In what Grub Street dubbed “the most New England crime ever,” a co-owner of a Maine lobster wholesale company allegedly embezzled millions of lobsters by diverting them to his shell company. But when the lobster wholesaler sent its lawyer’s emails to the FBI for its investigation, a court found privilege waiver and snatched those emails from the wholesaler’s claws. Sea Salt, LLC v. Bellerose, 2020 WL 2114922 (D. Maine May 4, 2020). You may read the decision here.
But what about subject-matter waiver for the undisclosed emails on the same topic? Let’s discuss this lobster caper.
“So, Like 20 Lobsters”
Sea Salt, LLC, a lobster wholesaler, discovered that one of its co-owners allegedly diverted the company’s lobsters to his shell company. The shell company allegedly sold a number of the crustaceans for a total of $1.5M, “so,” as Grub Street said, “like 20 lobsters.”
FBI and Motion to Compel
While the magnitude of the disclosure is unclear, Sea Salt at some point sent some of its lawyer’s emails—clearly privileged communications—to the FBI to assist in the FBI’s investigation. In Sea Salt’s civil suit against the former co-owner and an alleged host of co-conspirators, a defendant moved to compel the emails actually disclosed to the FBI, claiming privilege waiver.
FRE 502 Not on Point
Sea Salt’s response was a bit off base. It claimed that FRE 502 permitted the disclosure without a concomitant waiver problem. This rule, it argued, applied because Sea Salt disclosed privileged communications to a federal agency.

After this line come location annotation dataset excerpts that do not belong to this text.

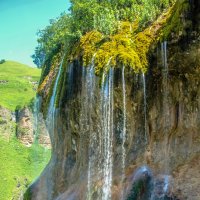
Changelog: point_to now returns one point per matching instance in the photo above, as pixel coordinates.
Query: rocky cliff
(136, 136)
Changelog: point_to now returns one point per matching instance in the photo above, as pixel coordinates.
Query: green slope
(17, 84)
(19, 166)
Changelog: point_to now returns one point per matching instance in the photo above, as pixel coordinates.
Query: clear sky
(19, 22)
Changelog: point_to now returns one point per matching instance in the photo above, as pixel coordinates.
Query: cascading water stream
(166, 116)
(123, 135)
(52, 108)
(145, 106)
(89, 87)
(165, 85)
(107, 133)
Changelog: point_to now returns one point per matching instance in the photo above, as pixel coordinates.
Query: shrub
(2, 61)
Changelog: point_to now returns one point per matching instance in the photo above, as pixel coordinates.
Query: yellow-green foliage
(176, 23)
(127, 47)
(88, 43)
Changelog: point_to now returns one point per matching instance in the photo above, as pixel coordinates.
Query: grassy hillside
(17, 84)
(19, 166)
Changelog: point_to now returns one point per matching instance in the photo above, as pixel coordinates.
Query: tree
(2, 61)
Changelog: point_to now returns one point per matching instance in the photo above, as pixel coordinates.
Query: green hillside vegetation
(17, 84)
(19, 167)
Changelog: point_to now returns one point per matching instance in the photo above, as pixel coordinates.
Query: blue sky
(20, 21)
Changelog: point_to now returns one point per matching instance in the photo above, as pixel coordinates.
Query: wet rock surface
(170, 149)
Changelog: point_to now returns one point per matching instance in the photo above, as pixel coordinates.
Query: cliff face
(135, 137)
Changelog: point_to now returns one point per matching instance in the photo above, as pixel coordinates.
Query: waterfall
(107, 133)
(145, 106)
(166, 112)
(123, 130)
(165, 85)
(52, 108)
(89, 89)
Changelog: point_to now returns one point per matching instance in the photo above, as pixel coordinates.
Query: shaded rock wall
(171, 147)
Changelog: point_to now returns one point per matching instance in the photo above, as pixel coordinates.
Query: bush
(2, 61)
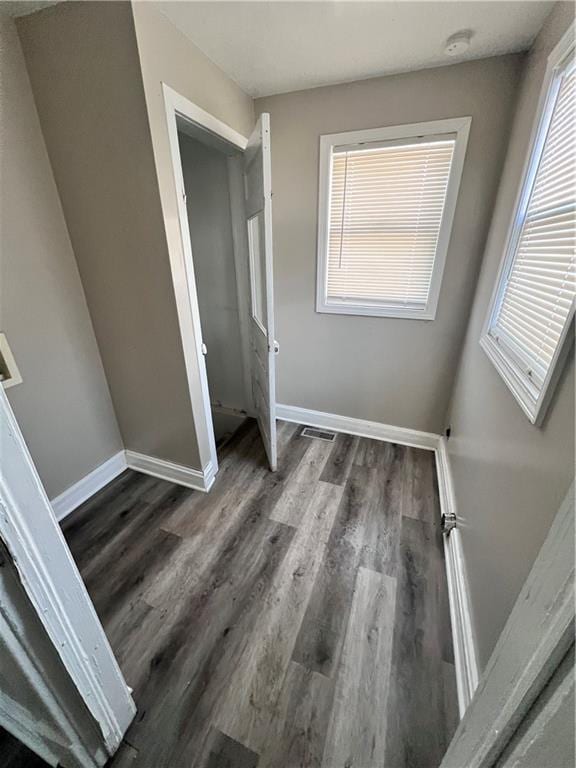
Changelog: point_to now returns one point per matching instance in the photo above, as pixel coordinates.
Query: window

The Court gently pointed out that FRE 502 outlines a subject-matter waiver analysis for undisclosed privileged communications. The rule does not address waiver for disclosed privileged communications. And here, the defendant only sought production of the lawyer’s emails that Sea Salt disclosed to the FBI.

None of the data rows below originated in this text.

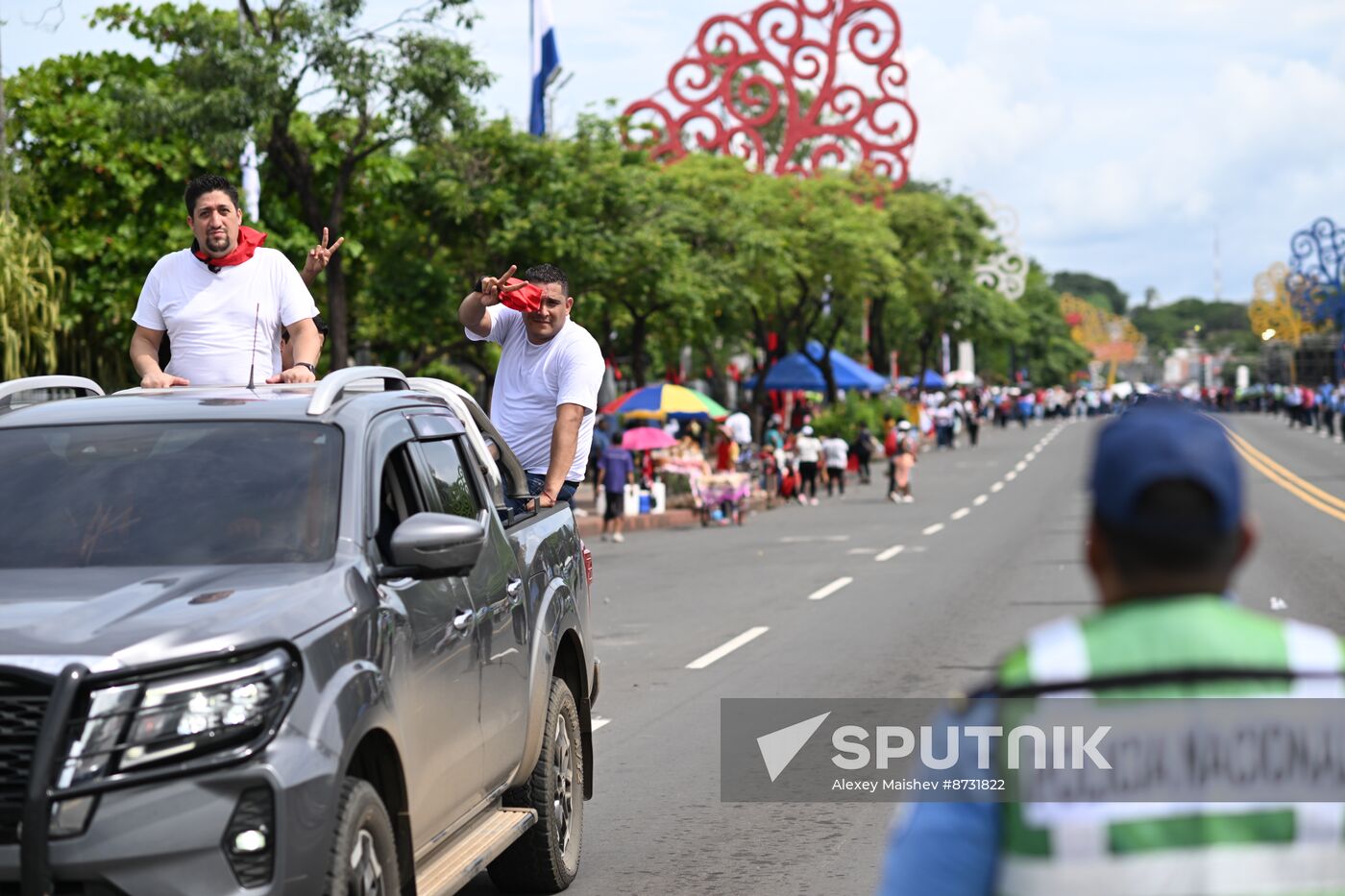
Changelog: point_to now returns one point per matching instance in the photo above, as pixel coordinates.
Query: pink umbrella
(646, 439)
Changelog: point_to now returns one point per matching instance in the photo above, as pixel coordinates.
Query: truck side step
(467, 855)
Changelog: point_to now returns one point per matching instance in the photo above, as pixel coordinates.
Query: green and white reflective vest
(1161, 849)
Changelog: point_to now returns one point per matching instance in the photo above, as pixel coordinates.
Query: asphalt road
(990, 547)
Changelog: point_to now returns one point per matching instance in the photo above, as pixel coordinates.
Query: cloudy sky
(1123, 134)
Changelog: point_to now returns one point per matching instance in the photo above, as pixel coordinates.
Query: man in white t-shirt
(224, 303)
(548, 379)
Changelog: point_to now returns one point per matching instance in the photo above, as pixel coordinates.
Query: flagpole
(531, 49)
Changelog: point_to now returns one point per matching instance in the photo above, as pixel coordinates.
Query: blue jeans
(534, 487)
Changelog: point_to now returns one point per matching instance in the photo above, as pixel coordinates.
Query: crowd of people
(799, 453)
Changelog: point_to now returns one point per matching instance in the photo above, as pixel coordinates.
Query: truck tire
(547, 859)
(363, 860)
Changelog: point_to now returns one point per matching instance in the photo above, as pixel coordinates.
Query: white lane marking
(728, 647)
(826, 591)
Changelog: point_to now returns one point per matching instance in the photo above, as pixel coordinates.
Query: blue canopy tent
(800, 372)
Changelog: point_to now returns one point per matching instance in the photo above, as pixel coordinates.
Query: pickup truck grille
(22, 707)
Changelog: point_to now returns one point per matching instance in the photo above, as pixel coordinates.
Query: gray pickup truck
(284, 640)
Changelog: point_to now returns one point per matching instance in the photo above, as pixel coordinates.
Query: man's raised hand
(159, 379)
(494, 287)
(318, 257)
(293, 375)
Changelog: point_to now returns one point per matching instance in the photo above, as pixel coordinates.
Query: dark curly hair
(208, 183)
(548, 274)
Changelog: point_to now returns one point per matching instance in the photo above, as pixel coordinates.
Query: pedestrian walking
(615, 469)
(863, 451)
(837, 455)
(809, 449)
(1167, 532)
(601, 440)
(903, 458)
(971, 413)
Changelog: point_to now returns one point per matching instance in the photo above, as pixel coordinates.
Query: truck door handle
(463, 620)
(515, 593)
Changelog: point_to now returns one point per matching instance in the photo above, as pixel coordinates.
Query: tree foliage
(1098, 291)
(374, 132)
(31, 288)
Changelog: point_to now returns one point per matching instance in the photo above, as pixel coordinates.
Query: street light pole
(4, 137)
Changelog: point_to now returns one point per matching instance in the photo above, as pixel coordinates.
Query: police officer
(1166, 534)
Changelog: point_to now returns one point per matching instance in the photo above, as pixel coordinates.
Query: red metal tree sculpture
(793, 86)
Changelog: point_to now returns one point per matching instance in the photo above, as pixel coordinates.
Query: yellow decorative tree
(1112, 338)
(1274, 314)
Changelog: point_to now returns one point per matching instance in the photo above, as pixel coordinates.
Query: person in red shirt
(725, 451)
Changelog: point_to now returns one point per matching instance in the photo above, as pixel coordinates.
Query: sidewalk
(591, 523)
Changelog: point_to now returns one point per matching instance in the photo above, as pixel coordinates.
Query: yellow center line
(1286, 479)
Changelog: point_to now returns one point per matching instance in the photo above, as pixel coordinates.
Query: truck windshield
(168, 494)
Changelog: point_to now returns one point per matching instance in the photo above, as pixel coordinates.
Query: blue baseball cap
(1163, 442)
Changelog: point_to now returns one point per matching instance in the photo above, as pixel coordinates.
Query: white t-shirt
(837, 452)
(214, 321)
(533, 381)
(809, 449)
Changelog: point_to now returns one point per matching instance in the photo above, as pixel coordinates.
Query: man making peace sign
(548, 379)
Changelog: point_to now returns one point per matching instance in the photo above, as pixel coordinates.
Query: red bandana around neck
(248, 242)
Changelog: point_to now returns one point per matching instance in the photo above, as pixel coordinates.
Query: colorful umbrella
(646, 439)
(655, 402)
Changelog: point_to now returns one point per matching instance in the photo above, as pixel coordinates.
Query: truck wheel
(547, 859)
(363, 860)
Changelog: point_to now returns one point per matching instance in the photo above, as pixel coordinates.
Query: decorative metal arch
(793, 86)
(1317, 271)
(1005, 272)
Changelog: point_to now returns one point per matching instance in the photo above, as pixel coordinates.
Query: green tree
(31, 287)
(942, 238)
(323, 94)
(107, 190)
(1049, 351)
(1099, 291)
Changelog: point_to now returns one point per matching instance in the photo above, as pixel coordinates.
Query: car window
(174, 494)
(448, 475)
(399, 498)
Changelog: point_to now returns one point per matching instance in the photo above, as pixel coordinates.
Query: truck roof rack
(335, 383)
(46, 383)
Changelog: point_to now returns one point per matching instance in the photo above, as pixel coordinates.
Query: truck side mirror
(434, 546)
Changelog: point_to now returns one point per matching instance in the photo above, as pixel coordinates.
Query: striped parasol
(656, 402)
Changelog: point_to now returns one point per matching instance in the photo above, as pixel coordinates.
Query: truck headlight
(132, 725)
(210, 709)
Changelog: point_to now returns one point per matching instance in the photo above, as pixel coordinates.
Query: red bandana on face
(248, 242)
(526, 299)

Ruling—No Doubt About Waiver
The Court found that Sea Salt intentionally disclosed privileged communications to the FBI. As a result, “there is no doubt that [Sea Salt] waived any privilege it might have claimed” to the disclosed emails. And here is the reason:
Disclosure of information to law enforcement, presumably in connection with a criminal investigation of one or more of the defendants, would be disclosed in a way inconsistent with keeping it from the defendants insofar as the information would likely be disclosed as part of any criminal proceeding.
We often see privilege-waiver findings when companies disclose privileged communications to a law-enforcement agency in an effort to trigger a criminal prosecution. You may read about a similar incident in Court Rejects Joint–Prosecution Privilege Between Company and USAO.
Work Product Waiver, Too?
As we know, courts apply a different waiver analysis for the disclosure of work-product material. And here, the Court refused to address this potential difference because Sea Salt provided the Court with no information from which it “could make such an assessment.” In short, it appears Sea Salt failed to develop the work-product issue. Could that have saved production of some or all of the emails?

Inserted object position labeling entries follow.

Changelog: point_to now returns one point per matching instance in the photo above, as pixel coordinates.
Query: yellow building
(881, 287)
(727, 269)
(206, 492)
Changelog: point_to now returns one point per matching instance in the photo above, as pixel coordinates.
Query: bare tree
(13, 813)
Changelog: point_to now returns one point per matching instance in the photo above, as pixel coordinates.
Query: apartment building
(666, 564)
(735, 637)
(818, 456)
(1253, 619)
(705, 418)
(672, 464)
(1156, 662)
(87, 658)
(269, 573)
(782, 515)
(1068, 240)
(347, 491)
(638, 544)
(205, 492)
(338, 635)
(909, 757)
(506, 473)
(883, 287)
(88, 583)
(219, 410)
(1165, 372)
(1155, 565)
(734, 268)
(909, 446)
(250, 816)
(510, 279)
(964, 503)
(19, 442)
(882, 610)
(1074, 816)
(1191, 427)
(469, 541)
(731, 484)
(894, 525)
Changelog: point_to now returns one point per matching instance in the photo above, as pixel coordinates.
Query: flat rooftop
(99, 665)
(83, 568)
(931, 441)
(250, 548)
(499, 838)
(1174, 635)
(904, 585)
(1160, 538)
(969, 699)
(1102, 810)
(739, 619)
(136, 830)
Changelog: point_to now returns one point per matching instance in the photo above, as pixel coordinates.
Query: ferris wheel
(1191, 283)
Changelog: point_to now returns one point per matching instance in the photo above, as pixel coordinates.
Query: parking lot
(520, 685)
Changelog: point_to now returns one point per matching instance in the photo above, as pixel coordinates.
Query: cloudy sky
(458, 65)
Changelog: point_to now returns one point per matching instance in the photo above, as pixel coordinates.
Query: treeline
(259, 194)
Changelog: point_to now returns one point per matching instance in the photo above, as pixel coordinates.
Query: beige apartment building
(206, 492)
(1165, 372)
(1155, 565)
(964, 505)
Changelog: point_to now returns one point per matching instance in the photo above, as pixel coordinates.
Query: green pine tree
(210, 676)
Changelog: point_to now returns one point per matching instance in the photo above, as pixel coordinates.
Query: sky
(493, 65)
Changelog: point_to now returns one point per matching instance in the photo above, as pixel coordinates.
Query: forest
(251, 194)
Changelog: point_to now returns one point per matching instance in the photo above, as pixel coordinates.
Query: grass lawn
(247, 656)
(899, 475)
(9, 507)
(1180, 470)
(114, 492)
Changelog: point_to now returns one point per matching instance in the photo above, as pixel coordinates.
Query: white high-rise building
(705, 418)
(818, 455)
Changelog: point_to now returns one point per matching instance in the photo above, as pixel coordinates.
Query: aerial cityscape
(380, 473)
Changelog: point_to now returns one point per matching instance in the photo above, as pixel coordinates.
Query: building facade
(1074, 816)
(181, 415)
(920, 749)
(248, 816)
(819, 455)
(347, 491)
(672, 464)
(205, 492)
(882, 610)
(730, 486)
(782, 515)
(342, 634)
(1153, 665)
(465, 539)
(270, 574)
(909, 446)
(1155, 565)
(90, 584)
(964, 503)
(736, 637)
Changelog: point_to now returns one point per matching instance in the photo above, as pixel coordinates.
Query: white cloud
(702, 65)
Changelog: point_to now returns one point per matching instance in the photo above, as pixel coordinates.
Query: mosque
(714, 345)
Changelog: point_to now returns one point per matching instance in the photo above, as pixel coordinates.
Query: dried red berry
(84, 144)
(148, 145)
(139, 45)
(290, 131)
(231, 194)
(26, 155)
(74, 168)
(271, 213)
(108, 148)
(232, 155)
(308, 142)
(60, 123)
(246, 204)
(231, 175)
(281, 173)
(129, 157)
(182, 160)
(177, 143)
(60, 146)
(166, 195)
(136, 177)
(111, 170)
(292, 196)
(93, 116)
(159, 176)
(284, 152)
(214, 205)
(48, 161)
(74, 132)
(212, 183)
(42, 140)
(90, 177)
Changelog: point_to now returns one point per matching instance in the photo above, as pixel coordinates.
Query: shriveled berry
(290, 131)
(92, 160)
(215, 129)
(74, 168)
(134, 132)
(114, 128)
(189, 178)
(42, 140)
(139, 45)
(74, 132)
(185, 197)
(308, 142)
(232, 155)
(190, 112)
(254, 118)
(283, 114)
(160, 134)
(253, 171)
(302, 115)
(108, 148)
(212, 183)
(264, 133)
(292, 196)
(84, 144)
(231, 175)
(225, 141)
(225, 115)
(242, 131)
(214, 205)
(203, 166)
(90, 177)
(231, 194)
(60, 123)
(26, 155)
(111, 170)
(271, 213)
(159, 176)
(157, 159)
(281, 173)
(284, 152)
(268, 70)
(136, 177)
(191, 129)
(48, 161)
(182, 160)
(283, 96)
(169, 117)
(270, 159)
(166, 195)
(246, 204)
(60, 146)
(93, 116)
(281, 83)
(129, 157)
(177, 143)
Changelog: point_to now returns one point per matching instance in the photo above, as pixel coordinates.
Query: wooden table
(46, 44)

I Mentioned the Lobster Bisque
The defendants in Sea Salt, perhaps strategically, did not seek production of nondisclosed privileged communications that relate to the same subject matter of the disclosed communications. As the Seinfeld cast would say, it “yada yada’d” over the nondisclosed communications but “mentioned” the disclosed emails, much like Elaine “mentioned the lobster bisque” in this hilarious scene.
But is that the next motion to compel? If so, then FRE 502 would supply the analysis, and the Court would ask whether the undisclosed communications “concern the same subject matter” and, if so, whether “they ought in fairness to be considered together.” Perhaps that is the next claw to drop in this lobster caper.